Bu bağlamda 2017 yılında restorasyonu tamamlanan 250 vakıf eseri Cumhurbaşkanlığı Millet Kültür ve Kongre Merkezi’nde 8 Mayıs Salı günü düzenlenen törenle hizmete açıldı.
Başbakan Yardımcısı Hakan Çavuşoğlu, Başbakan Binali Yıldırım ve Cumhurbaşkanımız Recep Tayyip Erdoğan’ın da katıldığı toplantıda Vakıflar Genel Müdürü Dr. Adnan Ertem’in konuşması vakıflara gösterilen hassasiyetin müşahhas örnekliğini teşkil ediyor.
Vakıf kuran kadınları ve ebediyet âlemine göç eden tüm vakıf insanları rahmetle yad ederken sözü, Vakıflar Genel Müdürü Dr. Adnan Ertem’e bırakıyorum.

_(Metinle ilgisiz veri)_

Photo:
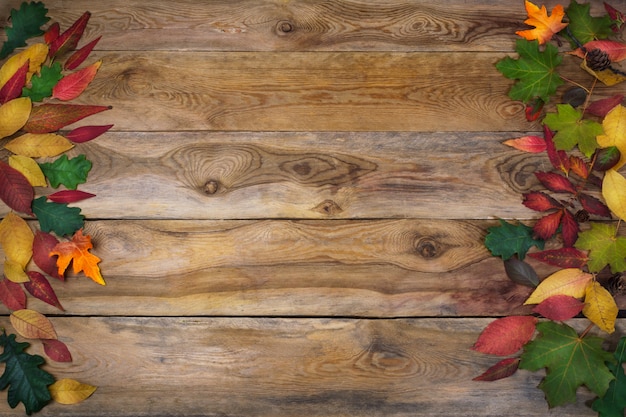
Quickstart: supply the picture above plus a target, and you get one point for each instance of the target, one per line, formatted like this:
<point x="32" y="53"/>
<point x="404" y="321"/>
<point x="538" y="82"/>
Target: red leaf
<point x="86" y="133"/>
<point x="563" y="257"/>
<point x="538" y="201"/>
<point x="49" y="117"/>
<point x="56" y="350"/>
<point x="12" y="295"/>
<point x="547" y="226"/>
<point x="594" y="206"/>
<point x="532" y="144"/>
<point x="506" y="335"/>
<point x="73" y="85"/>
<point x="70" y="38"/>
<point x="504" y="368"/>
<point x="69" y="196"/>
<point x="13" y="87"/>
<point x="569" y="229"/>
<point x="43" y="244"/>
<point x="559" y="307"/>
<point x="555" y="182"/>
<point x="79" y="56"/>
<point x="601" y="107"/>
<point x="39" y="287"/>
<point x="15" y="190"/>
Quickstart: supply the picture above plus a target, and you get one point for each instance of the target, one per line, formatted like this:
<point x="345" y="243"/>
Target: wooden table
<point x="291" y="206"/>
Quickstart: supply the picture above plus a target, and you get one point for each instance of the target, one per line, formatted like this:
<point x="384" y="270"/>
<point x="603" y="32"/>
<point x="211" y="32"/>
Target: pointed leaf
<point x="49" y="117"/>
<point x="570" y="281"/>
<point x="32" y="324"/>
<point x="506" y="335"/>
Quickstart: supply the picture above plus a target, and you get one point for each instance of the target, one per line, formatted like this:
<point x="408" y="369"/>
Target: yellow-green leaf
<point x="13" y="115"/>
<point x="569" y="281"/>
<point x="39" y="145"/>
<point x="614" y="126"/>
<point x="32" y="324"/>
<point x="600" y="307"/>
<point x="69" y="391"/>
<point x="29" y="168"/>
<point x="614" y="192"/>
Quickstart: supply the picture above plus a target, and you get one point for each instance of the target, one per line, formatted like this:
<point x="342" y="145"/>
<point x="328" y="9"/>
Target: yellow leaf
<point x="614" y="126"/>
<point x="32" y="325"/>
<point x="29" y="168"/>
<point x="69" y="391"/>
<point x="35" y="54"/>
<point x="600" y="307"/>
<point x="16" y="239"/>
<point x="570" y="281"/>
<point x="13" y="115"/>
<point x="39" y="145"/>
<point x="13" y="271"/>
<point x="614" y="192"/>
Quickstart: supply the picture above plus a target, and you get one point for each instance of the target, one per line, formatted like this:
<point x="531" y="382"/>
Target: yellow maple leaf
<point x="77" y="252"/>
<point x="545" y="26"/>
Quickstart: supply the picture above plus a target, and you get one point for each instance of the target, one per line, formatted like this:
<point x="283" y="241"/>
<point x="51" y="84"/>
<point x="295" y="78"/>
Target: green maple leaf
<point x="69" y="172"/>
<point x="572" y="130"/>
<point x="571" y="361"/>
<point x="507" y="240"/>
<point x="25" y="24"/>
<point x="43" y="83"/>
<point x="534" y="70"/>
<point x="26" y="381"/>
<point x="57" y="217"/>
<point x="585" y="27"/>
<point x="604" y="246"/>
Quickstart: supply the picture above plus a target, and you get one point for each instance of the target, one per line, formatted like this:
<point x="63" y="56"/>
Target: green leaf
<point x="571" y="361"/>
<point x="612" y="404"/>
<point x="507" y="240"/>
<point x="572" y="130"/>
<point x="535" y="71"/>
<point x="583" y="26"/>
<point x="26" y="381"/>
<point x="26" y="23"/>
<point x="69" y="172"/>
<point x="42" y="84"/>
<point x="604" y="246"/>
<point x="57" y="218"/>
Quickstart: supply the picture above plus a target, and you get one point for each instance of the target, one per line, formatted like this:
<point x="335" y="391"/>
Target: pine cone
<point x="598" y="60"/>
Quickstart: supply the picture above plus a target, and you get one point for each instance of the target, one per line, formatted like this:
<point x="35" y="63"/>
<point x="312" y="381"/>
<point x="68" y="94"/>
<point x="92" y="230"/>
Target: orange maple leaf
<point x="77" y="252"/>
<point x="545" y="26"/>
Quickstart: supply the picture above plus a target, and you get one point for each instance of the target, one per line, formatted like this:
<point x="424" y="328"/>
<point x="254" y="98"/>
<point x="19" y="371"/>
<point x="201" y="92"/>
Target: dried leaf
<point x="32" y="324"/>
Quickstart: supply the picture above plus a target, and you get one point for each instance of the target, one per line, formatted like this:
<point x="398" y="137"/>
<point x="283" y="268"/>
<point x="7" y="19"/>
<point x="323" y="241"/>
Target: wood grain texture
<point x="308" y="367"/>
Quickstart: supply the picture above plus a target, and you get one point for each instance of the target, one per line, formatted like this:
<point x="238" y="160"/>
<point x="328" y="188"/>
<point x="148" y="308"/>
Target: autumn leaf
<point x="570" y="361"/>
<point x="69" y="391"/>
<point x="569" y="281"/>
<point x="506" y="335"/>
<point x="545" y="26"/>
<point x="600" y="307"/>
<point x="77" y="252"/>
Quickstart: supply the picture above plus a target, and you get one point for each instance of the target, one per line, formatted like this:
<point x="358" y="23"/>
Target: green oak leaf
<point x="570" y="361"/>
<point x="69" y="172"/>
<point x="585" y="27"/>
<point x="534" y="70"/>
<point x="604" y="246"/>
<point x="26" y="23"/>
<point x="57" y="217"/>
<point x="507" y="240"/>
<point x="43" y="83"/>
<point x="612" y="404"/>
<point x="572" y="130"/>
<point x="27" y="382"/>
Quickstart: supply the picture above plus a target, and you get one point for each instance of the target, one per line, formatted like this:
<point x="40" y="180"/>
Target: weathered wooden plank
<point x="273" y="367"/>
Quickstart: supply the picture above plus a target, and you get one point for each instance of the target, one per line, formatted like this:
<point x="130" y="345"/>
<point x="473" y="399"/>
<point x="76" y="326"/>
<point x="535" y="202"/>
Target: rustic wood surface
<point x="290" y="209"/>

DR. ADNAN ERTEM: VAKFETME VASİYET GİBİDİR
“Her yıl belli tema ile kutladığımız Vakıf haftasını bu yıl inşallah Vakıf kuran kadınları yad ederek, rahmetle anarak idrak edeceğiz. Bu çerçevede hafta boyunca çeşitli sempozyumlara katılacak işin ehli konuşmacılar, tarihimizde Vakıf medeniyetinin inşasına katkı sunan Vakıf kadınları anlatacaklar.
Vakıflar Genel Müdürlüğü son 15 yılda muhteşem bir gelişme kaydetmiştir. Doğru programlama ve yatırım kararları sonrası gelirlerde meydana gelen artış hizmet ve restorasyon olarak geri dönmüştür. Öyle ki gelirlerimiz 20 kat artmış, restorasyonlarımız da aynı mahiyette artış göstermiştir. Daha önce yılda ancak 15 olan -o da bir eserin tamamına yönelik olmayan, belli bir bölümüne değen, çözüm üreten- restorasyon çalışmaları, günümüzde bir eseri toptan ele alan ve restorasyonunu gerçekleştiren 300 esere ulaşmıştır.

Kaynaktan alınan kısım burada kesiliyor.